Surin Pitsuwan, the former secretary general of ASEAN, told the Nikkei Asian Review on Sunday that the Rakhine issue had the potential to destabilize the entire region. "It warrants serious reflection on the part of regional leaders. In my view, it needs a collective response, and a regional approach. At the very least, the ASEAN leaders should consider inclusive humanitarian assistance."
Thailand - which like Myanmar has a majority Buddhist population -- has expressed strong support for Myanmar saying that Rakhine's problems are an internal affair and arguing that Suu Kyi should be given time and space to deal with the issues.
A senior Thai official told the Nikkei Asian Review that Thailand stands ready to provide "any assistance" that Naypyitaw might request. About 40,000 Rohingya refugees reside in Thailand, many who arrived in 2015 and earlier after fleeing Myanmar by boat.

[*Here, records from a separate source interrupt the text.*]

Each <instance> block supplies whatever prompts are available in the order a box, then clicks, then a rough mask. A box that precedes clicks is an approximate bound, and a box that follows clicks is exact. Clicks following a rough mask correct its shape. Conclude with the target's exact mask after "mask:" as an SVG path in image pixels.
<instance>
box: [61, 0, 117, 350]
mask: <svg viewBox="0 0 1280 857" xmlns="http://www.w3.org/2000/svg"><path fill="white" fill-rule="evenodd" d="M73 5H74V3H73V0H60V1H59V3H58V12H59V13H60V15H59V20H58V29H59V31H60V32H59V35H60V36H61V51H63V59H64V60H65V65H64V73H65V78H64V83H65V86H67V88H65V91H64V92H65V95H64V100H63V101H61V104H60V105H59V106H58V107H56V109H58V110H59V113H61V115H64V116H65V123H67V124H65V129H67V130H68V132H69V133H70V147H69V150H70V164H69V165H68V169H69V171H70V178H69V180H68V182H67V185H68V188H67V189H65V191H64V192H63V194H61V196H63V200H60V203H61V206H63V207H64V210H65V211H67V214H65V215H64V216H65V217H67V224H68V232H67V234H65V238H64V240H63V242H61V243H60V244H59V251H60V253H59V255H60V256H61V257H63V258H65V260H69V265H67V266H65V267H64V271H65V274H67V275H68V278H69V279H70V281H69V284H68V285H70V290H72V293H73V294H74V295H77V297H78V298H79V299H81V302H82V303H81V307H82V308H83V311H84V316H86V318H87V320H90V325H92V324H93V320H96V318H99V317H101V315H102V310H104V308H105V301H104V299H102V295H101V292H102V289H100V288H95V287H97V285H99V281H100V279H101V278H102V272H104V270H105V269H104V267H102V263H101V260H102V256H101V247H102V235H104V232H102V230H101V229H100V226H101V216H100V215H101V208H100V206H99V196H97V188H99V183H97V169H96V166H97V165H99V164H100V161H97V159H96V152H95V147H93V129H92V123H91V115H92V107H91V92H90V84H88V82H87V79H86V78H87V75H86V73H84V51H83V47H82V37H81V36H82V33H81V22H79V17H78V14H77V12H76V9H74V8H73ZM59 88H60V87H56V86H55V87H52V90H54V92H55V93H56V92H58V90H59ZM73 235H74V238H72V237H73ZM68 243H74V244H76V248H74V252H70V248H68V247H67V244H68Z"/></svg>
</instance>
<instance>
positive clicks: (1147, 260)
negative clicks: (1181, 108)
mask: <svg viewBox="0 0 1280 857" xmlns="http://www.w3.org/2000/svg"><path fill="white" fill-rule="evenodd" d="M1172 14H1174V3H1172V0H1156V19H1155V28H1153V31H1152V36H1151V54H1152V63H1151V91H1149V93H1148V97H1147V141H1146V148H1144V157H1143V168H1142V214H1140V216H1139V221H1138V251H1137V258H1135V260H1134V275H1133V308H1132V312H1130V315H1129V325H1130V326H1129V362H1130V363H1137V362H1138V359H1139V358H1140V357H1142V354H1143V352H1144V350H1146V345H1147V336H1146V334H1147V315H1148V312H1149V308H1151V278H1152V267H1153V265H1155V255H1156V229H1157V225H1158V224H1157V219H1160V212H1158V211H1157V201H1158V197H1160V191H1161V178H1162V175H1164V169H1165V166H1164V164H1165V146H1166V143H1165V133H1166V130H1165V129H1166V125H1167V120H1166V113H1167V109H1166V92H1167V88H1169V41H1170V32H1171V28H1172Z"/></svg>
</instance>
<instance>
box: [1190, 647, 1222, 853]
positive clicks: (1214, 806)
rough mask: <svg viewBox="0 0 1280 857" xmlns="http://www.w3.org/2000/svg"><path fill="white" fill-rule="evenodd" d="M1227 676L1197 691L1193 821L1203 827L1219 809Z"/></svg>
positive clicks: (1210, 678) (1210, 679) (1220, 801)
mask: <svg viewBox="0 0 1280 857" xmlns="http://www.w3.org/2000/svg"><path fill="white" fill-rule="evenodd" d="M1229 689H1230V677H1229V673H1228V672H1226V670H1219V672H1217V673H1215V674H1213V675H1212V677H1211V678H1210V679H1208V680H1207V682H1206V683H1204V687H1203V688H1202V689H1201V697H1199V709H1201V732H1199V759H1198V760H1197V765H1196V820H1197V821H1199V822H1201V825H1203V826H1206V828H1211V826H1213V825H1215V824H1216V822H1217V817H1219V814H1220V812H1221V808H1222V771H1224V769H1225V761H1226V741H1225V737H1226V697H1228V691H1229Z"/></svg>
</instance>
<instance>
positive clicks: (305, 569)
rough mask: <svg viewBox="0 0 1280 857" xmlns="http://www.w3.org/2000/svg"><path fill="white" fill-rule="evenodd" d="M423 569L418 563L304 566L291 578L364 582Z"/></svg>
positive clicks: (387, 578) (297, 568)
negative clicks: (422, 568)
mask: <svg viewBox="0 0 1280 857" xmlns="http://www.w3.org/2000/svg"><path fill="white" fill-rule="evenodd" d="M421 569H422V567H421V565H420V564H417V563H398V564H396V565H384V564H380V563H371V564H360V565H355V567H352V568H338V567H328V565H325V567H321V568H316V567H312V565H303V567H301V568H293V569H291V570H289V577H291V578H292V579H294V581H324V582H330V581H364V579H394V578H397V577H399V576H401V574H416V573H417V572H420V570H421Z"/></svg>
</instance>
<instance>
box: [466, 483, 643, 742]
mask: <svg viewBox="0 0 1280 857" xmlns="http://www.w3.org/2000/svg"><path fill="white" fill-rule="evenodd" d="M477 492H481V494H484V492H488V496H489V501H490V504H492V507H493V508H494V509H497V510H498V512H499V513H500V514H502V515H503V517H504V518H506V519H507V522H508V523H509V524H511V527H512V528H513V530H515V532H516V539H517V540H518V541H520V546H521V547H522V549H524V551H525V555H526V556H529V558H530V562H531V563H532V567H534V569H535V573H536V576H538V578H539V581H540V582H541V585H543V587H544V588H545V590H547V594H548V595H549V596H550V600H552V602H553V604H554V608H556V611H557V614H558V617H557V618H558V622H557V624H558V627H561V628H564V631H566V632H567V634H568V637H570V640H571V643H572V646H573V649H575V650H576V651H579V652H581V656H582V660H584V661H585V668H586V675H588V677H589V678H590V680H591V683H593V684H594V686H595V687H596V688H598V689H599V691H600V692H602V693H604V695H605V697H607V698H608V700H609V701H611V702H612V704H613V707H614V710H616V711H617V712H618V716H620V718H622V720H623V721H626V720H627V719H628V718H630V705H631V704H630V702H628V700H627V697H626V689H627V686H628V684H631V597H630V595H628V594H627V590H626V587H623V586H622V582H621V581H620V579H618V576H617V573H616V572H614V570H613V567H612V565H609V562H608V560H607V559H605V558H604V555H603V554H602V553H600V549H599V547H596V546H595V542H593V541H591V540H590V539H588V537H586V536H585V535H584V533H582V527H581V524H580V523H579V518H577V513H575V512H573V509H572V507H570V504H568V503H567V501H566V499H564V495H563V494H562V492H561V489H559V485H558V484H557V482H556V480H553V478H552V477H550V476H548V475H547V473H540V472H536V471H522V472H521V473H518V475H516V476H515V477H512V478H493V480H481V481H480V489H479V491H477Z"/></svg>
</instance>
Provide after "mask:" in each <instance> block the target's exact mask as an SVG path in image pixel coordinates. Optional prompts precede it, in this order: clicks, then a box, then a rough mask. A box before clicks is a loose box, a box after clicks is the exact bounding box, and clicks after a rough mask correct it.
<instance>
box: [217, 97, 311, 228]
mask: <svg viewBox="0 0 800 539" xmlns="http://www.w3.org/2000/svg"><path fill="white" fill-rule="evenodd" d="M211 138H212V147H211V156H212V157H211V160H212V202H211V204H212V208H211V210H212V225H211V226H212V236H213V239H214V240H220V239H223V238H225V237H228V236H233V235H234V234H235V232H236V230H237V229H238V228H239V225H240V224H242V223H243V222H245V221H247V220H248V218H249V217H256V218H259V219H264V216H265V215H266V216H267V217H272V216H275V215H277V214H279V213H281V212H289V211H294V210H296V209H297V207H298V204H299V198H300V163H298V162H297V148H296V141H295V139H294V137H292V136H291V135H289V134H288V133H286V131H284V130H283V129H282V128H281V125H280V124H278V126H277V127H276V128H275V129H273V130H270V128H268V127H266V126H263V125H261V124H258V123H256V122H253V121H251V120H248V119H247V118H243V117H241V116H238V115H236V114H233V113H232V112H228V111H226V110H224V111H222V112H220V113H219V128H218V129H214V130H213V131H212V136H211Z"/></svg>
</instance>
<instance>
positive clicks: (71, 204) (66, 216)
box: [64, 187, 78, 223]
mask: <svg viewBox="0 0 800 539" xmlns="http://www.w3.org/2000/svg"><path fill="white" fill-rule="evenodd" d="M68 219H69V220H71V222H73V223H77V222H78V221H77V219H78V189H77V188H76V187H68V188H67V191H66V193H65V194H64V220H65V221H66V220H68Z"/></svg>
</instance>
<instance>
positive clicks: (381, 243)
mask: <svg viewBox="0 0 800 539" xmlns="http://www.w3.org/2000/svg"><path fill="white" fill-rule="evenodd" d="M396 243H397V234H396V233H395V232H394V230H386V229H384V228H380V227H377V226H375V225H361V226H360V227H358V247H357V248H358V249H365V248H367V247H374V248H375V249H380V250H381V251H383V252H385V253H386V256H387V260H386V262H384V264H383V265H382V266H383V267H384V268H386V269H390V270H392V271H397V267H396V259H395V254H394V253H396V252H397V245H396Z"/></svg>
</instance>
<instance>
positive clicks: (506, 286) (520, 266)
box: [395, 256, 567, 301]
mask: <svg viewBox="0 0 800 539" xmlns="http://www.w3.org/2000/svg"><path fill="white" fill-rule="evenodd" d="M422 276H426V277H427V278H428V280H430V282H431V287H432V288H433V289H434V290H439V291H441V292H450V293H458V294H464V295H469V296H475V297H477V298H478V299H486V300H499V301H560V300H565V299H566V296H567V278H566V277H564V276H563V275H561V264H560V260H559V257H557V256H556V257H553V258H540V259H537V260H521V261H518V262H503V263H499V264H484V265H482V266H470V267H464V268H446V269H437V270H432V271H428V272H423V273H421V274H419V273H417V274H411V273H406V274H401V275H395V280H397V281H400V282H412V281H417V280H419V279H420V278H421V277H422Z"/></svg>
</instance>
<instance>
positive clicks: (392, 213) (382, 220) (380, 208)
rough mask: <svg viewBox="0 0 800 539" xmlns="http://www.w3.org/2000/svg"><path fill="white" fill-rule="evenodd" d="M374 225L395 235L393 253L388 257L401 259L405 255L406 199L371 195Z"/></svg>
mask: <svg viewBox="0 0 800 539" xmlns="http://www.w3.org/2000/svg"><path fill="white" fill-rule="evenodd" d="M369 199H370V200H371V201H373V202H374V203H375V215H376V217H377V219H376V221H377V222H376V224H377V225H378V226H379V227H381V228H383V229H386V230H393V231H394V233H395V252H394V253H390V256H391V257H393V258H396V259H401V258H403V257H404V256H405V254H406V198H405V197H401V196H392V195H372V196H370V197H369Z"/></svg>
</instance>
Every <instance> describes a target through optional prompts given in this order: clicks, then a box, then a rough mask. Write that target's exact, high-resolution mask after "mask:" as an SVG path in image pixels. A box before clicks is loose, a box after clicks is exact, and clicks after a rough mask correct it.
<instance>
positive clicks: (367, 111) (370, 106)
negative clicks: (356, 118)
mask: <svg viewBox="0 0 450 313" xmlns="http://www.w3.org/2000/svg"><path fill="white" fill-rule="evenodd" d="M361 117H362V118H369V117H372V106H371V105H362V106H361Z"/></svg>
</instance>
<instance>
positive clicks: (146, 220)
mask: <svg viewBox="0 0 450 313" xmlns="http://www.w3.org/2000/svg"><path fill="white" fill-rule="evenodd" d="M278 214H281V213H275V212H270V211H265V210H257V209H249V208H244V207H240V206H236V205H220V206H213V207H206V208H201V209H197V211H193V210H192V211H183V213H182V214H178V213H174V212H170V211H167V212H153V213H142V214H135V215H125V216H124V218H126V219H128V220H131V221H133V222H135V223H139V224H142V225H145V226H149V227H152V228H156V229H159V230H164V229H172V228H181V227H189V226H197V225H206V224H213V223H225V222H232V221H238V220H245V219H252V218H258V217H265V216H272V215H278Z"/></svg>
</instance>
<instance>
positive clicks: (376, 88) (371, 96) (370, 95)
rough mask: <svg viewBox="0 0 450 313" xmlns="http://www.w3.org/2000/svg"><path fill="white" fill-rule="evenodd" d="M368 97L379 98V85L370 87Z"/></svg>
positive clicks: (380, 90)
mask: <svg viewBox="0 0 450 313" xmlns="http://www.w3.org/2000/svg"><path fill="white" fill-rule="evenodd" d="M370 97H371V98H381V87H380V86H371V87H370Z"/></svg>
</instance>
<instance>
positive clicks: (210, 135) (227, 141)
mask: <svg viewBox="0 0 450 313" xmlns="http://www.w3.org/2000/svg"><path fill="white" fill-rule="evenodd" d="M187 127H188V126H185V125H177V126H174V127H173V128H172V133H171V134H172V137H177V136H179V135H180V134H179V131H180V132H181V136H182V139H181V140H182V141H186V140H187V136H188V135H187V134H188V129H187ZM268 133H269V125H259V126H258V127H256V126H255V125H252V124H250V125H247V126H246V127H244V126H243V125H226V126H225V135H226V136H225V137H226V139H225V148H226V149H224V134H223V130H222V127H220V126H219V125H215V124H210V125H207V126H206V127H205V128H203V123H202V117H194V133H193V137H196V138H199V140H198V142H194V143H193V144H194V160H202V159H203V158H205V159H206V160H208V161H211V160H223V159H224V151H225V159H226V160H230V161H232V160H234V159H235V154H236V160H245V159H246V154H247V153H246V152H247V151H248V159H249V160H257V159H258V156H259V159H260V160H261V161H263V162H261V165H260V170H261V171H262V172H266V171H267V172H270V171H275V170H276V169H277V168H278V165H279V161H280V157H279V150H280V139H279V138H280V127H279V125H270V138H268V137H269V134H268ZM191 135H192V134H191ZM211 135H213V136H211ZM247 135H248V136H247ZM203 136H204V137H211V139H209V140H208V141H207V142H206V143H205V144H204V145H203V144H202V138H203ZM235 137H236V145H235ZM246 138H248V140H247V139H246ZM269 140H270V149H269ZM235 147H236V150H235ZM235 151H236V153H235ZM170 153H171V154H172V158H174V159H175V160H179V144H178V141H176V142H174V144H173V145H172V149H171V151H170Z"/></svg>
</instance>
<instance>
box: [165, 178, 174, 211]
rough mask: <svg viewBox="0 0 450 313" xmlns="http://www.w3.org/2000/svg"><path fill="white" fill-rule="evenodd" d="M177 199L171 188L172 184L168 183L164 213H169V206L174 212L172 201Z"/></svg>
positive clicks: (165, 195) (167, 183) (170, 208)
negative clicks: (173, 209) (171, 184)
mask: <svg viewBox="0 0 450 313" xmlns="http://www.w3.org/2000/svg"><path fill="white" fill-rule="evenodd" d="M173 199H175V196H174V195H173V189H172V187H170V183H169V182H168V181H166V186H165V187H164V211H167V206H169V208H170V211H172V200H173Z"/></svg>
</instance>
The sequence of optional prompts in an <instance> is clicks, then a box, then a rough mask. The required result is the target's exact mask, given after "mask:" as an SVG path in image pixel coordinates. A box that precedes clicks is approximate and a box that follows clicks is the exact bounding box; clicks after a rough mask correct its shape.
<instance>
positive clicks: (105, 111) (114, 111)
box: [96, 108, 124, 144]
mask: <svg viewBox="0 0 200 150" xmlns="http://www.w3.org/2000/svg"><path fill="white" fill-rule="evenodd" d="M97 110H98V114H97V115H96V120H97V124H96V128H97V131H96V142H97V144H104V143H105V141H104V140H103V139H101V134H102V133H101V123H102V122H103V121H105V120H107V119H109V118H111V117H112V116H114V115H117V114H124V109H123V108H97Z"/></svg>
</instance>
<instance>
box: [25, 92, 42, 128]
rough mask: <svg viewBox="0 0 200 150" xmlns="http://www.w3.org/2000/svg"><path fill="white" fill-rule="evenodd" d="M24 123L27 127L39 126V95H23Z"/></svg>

At the Dec. 19 meeting, in addition to Suu Kyi's planned briefing to ASEAN ministers, there could be some announcements about Naypyitaw's proposed next steps in Rakhine State, said an official who attended the weekend meeting.
In October 2012, ASEAN, under Cambodia's chairmanship, called for a special ministerial meeting to discuss the Rohingya refugee crisis but the proposal was immediately turned down by Naypyitaw. However, Thailand managed to persuade Myanmar and other ASEAN countries to take part in an international conference to address the Rohingya refugee crisis in May 2015.
The conference did not refer to the Rohingya directly by name, due to the objections of Myanmar, which insisted they were referred to as "irregular migrants from Indian Ocean." An action plan was agreed on to address causes of the problem - including clamping down on human traffickers who were seen as part of the problem. While regional authorities have moved against trafficking networks, little has been done to address the plight of Myanmar's estimated Rohingya population of about 1.3 million people.